Le parole di Sessa arrivano a cavallo tra due date fondamentali per l’Italia e per l’Europa: da un lato le celebrazioni del 25 aprile, data di nascita dell’Italia libera; dall’altro il 9 maggio, compleanno dell’Europa perché in quel giorno del 1950 l’allora ministro degli Esteri francese, Robert Schuman, affermò l’idea di una nuova forma di collaborazione politica nel Continente. L’obiettivo era scongiurare la guerra fra le nazioni europee, ma oggi altri conflitti sono in corso alle porte dell’Europa e forse proprio questo rende urgente un ulteriore passo avanti dell’Unione. «Non è un obiettivo da poco, però. Intanto occorre uno sforzo finanziario importante e abbiamo visto quali difficoltà sono state incontrate dalle richieste statunitensi di alzare il budget dei Paesi membri della Nato» osserva Sessa. «A voler trovare alcuni risvolti positivi in questa situazione di crisi internazionale, in particolare in Ucraina e Medio Oriente, da qualche mese a questa parte è cresciuta la consapevolezza dell’ineluttabilità che l’Europa si organizzi sul piano militare al proprio interno». Si tratta di un’idea che si fa largo alla vigilia dell’importante appuntamento elettorale delle europee «a prescindere da ciò che accadrà a novembre negli Usa» spiega il presidente della Sioi.

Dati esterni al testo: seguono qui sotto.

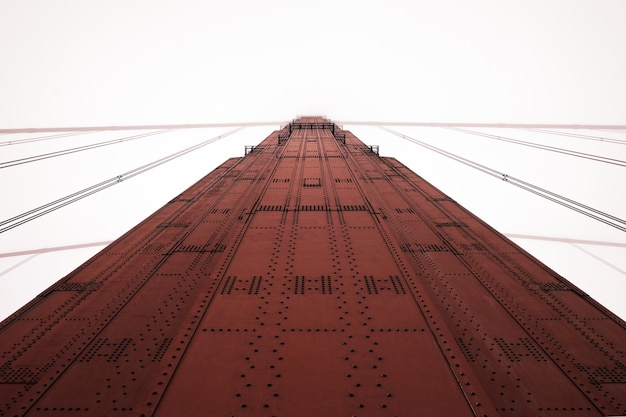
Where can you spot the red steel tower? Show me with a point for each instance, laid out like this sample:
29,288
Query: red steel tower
312,277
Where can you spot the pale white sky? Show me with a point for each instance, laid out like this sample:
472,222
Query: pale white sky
76,63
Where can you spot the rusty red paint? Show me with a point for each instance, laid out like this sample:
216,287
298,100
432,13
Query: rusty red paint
312,277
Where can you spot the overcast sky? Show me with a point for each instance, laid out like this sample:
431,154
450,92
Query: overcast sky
78,63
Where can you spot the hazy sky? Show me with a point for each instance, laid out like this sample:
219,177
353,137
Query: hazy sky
77,63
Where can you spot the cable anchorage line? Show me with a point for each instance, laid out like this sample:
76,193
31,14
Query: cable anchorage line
37,212
563,151
595,214
54,154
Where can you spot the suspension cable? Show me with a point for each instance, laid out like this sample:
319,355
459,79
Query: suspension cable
601,216
79,195
48,155
42,138
580,135
563,151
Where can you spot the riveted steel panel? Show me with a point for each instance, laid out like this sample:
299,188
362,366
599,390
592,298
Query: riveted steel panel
312,277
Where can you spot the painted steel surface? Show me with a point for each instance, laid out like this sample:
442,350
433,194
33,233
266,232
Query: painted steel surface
312,278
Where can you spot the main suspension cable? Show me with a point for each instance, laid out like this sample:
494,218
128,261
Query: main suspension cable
79,195
42,138
49,155
563,151
580,135
601,216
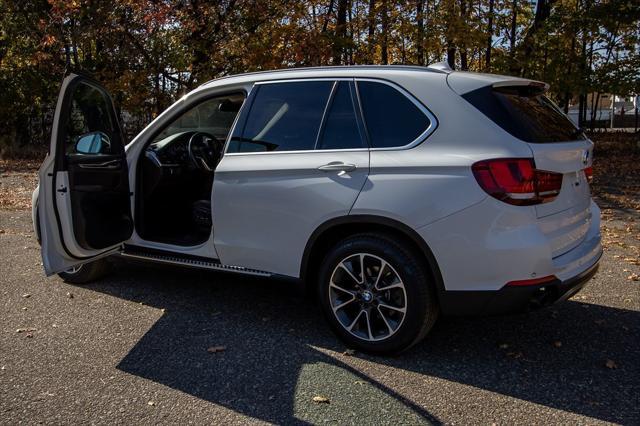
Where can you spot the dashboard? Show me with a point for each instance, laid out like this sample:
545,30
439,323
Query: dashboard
171,151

All’orizzonte c’è infatti anche il voto presidenziale americano. L’interrogativo principale riguarda i rapporti fra Washington e Bruxelles in caso di ritorno alla Casa Bianca da parte di Donald Trump: «La questione è all’ordine del giorno delle cancellerie europee. L’ipotesi di un nuovo mandato per il predecessore di Joe Biden non è pura fantascienza: è un candidato forte» sottolinea Sessa. «Tenderei però a non dare troppo peso all’eventualità di un cambio a Washington, anche perché è impensabile che Trump possa concludere un accordo di pace con la Russia a discapito dell’Ucraina, come invece promette in campagna elettorale. Sono pronto a essere smentito, ma a oggi appare difficile». Prosegue Sessa: «Trump preoccupa soprattutto i Paesi dell’Europa centrale, non soltanto Polonia o Repubbliche baltiche. Ma trovo improbabile che possa arrivare a decisioni che sconvolgano gli attuali equilibri. Piuttosto si teme il disimpegno americano dalla Nato, che poi lo sarebbe in termini di sicurezza transatlantica europea. Questo però è iniziato già con Obama. Gli Usa del resto lo ripetono da tempo: la difesa dell’Europa è una questione europea. Ora forse le crisi in corso potranno fare da collante interno all’Ue».